Dokumentationsbeispiel: Applikation von [Isotop einfügen], Aktivität: [Wert] MBq. Serielle In-vivo-Messungen nach X, Y und Z Minuten. Mathematische Clearance-Berechnung ergibt einen Wert von [Wert] ml/min. Befundung und Archivierung der Kinetikkurve erfolgt.
GOÄ A4198: Steigerung und sinnvolle Ziffernkombinationen
Steigerungsfähigkeit
Da die Ziffer A4198 dem medizinisch-technischen Bereich angehört, liegt der Regelhöchstsatz bei 1,15 (27,48 €).
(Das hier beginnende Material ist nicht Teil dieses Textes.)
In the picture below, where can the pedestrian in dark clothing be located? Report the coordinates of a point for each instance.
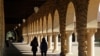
(43, 47)
(34, 44)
Eine Steigerung bis zum Höchstsatz von 1,3 (31,07 €) ist nur unter Angabe besonderer Erschwernisse zulässig. Typische Begründungen sind extreme motorische Unruhe des Patienten, schwierige Venenverhältnisse bei der Applikation oder ein außergewöhnlich hoher Zeitaufwand bei der mathematischen Kurvenanalyse.
Typische Ziffernkombinationen
Die Ziffer A4198 wird häufig in Kombination mit beratenden und untersuchenden Leistungen abgerechnet. Sehr oft erfolgt die Kombination mit der Schilddrüsenszintigraphie nach GOÄ 4190. Auch die Blutentnahme zur Bestimmung der Schilddrüsenhormone (z. B. nach GOÄ 250) ist neben der Clearance-Messung ein regelmäßiger Bestandteil des diagnostischen Komplexes.